Get started →

API keys authenticate every request and can be scoped to restrict which render targets they may produce.

Target scopes

Targets value Allowed render calls

["all"]

html, react-email, mjml

["html"]

html only — any other target returns 403 FORBIDDEN

["mjml"]

mjml only

["react-email"]

react-email only

["html", "mjml"]

html and mjmlreact-email returns 403 FORBIDDEN

Creating a key via the dashboard

See API Keys (Builder) for the UI walkthrough.

Creating a key via the API

curl -X POST https://api.maildeno.com/api/v1/keys \
  -H "Content-Type: application/json" \
  -H "Authorization: Bearer <ADMIN_KEY>" \
  -d '{"name": "HTML only", "targets": ["html"]}'
{
  "id":         "key_01abc...",
  "name":       "HTML only",
  "key":        "sk_live_...",   // shown once — copy it now
  "targets":    ["html"],
  "created_at": "2025-01-01T00:00:00Z"
}

Handling a 403 in the SDK

When a request hits a target outside the key’s scope, the SDK raises FORBIDDEN:

  • JavaScript

  • Python

try {
  // This key only has targets: ["html"]
  await client.renderMjml("template-id")
} catch (err) {
  if (err instanceof MaildenoError && err.code === "FORBIDDEN") {
    console.error("Key scope insufficient:", err.message)
    // "Key scope insufficient: key targets ['html'], requested 'mjml'"
  }
}
try:
    client.render_mjml("template-id")
except MaildenoError as err:
    if err.code == "FORBIDDEN":
        print("Key scope insufficient:", err.message)

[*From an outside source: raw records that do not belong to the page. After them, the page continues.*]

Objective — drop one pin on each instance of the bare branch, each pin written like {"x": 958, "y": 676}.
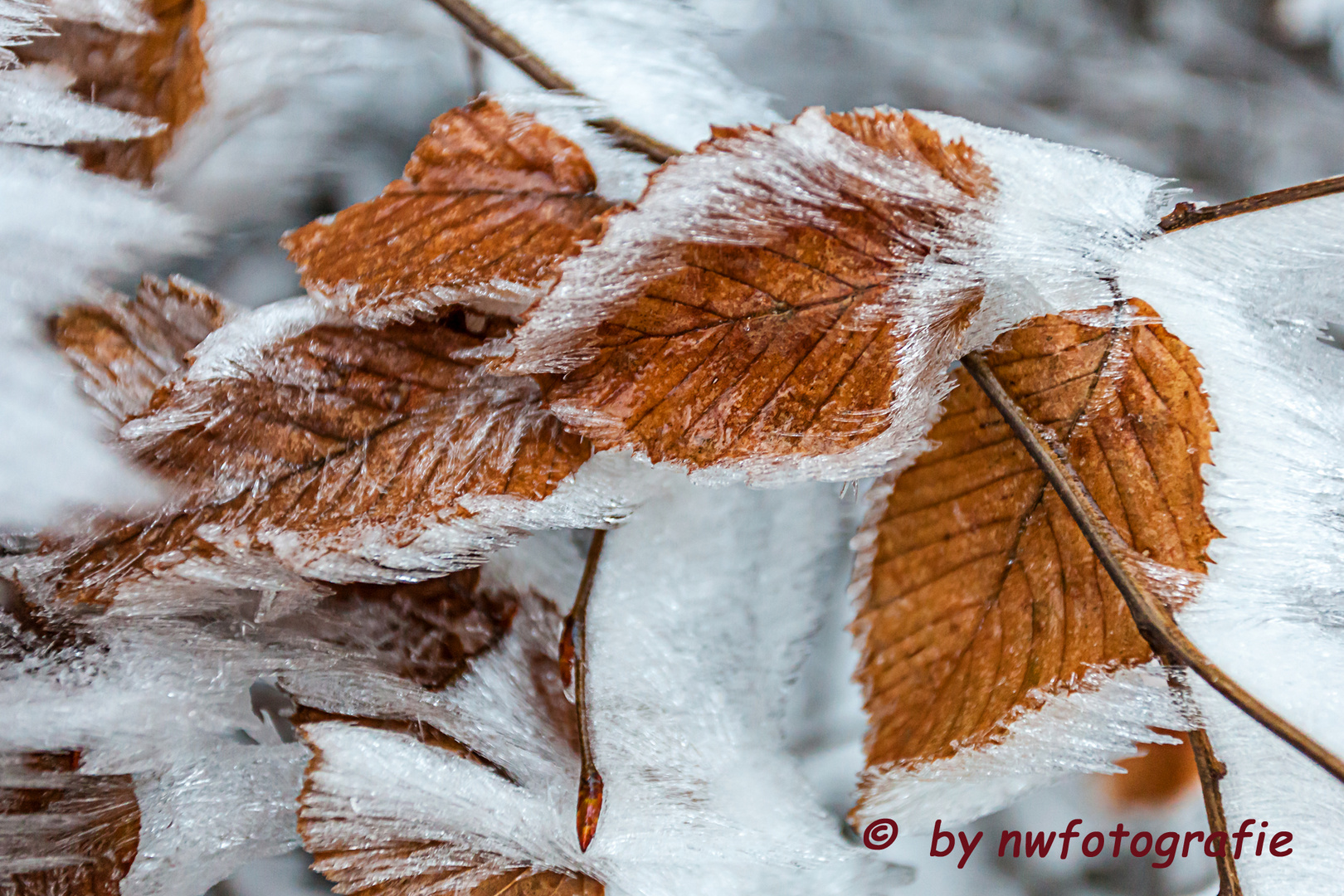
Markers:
{"x": 1210, "y": 772}
{"x": 1152, "y": 617}
{"x": 574, "y": 655}
{"x": 502, "y": 42}
{"x": 1186, "y": 215}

Recommended key naming convention

{environment}-{service}-{target}

production-api-server-html
staging-newsletter-worker-all
ci-integration-tests-html

Security best practices

  • Store keys in environment variables or a secrets manager (Vault, AWS Secrets Manager, Doppler).

  • Never commit keys to source control.

  • Use the narrowest scope sufficient for the task — principle of least privilege.

  • Rotate keys on a regular schedule or immediately if a leak is suspected.

  • Use separate keys per environment (development, staging, production).